Getting unique values in a dataframe by using `df.select(column).distinct().collect()`-CodePudding

As per my limited understanding about how spark works, when the .collect() action is called, the data in the column column will be partitioned, split among executors, the .distinct() transformation will be applied to each of those partitions and the deduped results will be sent to the driver. But isn't there a chance of records getting duplicated at the driver (since the deduplication took place independently on each executor)? Do we need to apply .distinct() again on the collected result to get rid of duplicates?

CodePudding user response：

Your idea is correct but you are missing one step and that is the reduce phase. Spark executes aggregations very similar to MapReduce. In MapReduce for a distinct aggregation there would be 3 steps

data is read by each mapper (split among executors as you said)
A combiner performs distinct (stll in the mapper process) After all mappers are done we proccedd:
(Missing step) a new reducer process is started (still in the cluster) that aggregates the distinct list from each mapper and performs distinct again.
result is sent to the client.

Spark does the same but unlike MapReduce spark uses the executors for all parts of the execution (mappers/combiners/reducers)

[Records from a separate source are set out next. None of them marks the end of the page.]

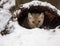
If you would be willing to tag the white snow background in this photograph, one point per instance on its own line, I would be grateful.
(31, 37)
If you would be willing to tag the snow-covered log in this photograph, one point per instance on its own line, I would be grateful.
(51, 13)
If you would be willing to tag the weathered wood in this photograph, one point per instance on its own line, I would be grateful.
(4, 18)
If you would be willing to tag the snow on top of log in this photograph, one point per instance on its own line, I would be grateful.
(40, 3)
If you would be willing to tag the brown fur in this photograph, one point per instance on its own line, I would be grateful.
(51, 18)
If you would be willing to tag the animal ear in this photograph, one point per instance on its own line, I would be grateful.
(29, 15)
(41, 15)
(50, 15)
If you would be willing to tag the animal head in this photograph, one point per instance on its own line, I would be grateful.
(35, 20)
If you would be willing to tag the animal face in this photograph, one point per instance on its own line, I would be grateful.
(35, 20)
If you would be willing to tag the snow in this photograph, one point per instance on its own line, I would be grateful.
(30, 37)
(4, 18)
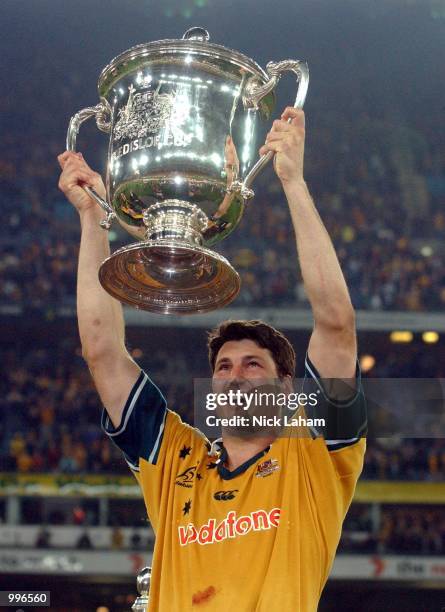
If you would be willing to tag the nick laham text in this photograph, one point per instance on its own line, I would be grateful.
(239, 420)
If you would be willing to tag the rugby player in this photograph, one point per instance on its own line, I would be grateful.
(248, 524)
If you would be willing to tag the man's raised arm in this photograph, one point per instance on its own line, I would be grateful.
(333, 346)
(100, 317)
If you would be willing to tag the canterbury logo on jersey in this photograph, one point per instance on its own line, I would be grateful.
(230, 527)
(225, 495)
(186, 478)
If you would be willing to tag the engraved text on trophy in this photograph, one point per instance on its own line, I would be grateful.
(144, 116)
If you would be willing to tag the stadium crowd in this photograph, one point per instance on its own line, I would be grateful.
(379, 186)
(407, 529)
(53, 418)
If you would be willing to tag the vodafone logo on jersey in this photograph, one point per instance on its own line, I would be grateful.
(230, 527)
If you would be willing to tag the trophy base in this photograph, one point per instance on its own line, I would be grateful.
(170, 277)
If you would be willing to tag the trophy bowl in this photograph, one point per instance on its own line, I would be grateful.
(183, 118)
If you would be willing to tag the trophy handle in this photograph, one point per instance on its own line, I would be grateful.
(100, 112)
(274, 70)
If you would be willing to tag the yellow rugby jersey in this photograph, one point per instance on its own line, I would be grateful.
(259, 539)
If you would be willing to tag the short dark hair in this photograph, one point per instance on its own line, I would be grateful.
(263, 334)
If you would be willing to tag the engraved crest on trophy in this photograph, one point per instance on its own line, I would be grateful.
(145, 113)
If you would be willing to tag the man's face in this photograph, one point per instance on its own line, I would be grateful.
(243, 365)
(240, 361)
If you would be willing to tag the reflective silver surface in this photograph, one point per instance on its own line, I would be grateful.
(183, 119)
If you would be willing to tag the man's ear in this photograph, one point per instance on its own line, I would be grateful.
(288, 383)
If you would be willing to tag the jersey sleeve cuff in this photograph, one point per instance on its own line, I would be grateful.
(314, 374)
(106, 423)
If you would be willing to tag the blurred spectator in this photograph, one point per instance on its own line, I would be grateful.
(84, 541)
(43, 539)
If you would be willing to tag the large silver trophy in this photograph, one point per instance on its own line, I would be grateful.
(183, 118)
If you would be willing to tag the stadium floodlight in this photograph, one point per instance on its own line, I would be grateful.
(430, 337)
(401, 336)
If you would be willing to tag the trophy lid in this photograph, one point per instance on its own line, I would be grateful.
(194, 43)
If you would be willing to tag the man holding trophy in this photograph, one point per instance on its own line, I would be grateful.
(248, 523)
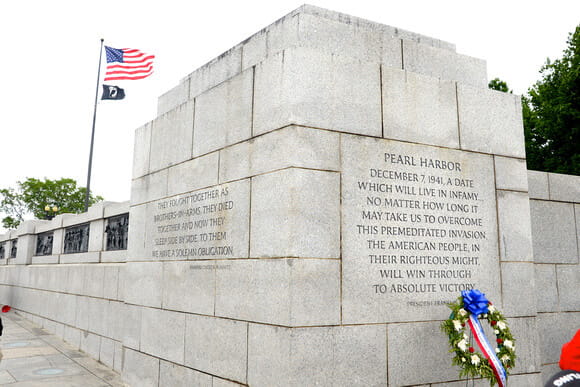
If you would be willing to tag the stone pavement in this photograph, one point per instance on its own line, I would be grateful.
(30, 356)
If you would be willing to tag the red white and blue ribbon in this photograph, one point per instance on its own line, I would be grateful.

df = spark.createDataFrame([[i] for i in [1,2,2,3,3,3,1,4,5]], ['n'])
df.show()
 ---                                                                            
|  n|
 --- 
|  1|
|  2|
|  2|
|  3|
|  3|
|  3|
|  1|
|  4|
|  5|
 --- 
df_distinct = df.distinct()

df_distinct.explain()

== Physical Plan ==
AdaptiveSparkPlan isFinalPlan=false
 - HashAggregate(keys=[n#0L], functions=[])
    - Exchange hashpartitioning(n#0L, 200), ENSURE_REQUIREMENTS, [id=#109]
       - HashAggregate(keys=[n#0L], functions=[])
          - InMemoryTableScan [n#0L]
                - InMemoryRelation [n#0L], StorageLevel(disk, memory, deserialized, 1 replicas)
                      - *(1) Scan ExistingRDD[n#0L]


print(df_distinct.collect())
[Row(n=5), Row(n=1), Row(n=3), Row(n=2), Row(n=4)]

So to understand what Spark does lets look at the Physical plan of df.distinct():

Focusing on these three lines of the plan (the order is bottom up)

(3)  - HashAggregate(keys=[n#0L], functions=[])
(2)    - Exchange hashpartitioning(n#0L, 200), ENSURE_REQUIREMENTS, [id=#109]
(1)       - HashAggregate(keys=[n#0L], functions=[])

A DataFrame/RDD are already partitioned and reside in the executors

(1) HashAggregate - This step does the first distinct at partition level

(2) Exchange hashpartitioning - this stage shuffles data the and gets it to a single executor

(3) HashAggregate - This step does the second distinct on the list of distinct lists

Then the collect() function returns the distinct list to the driver.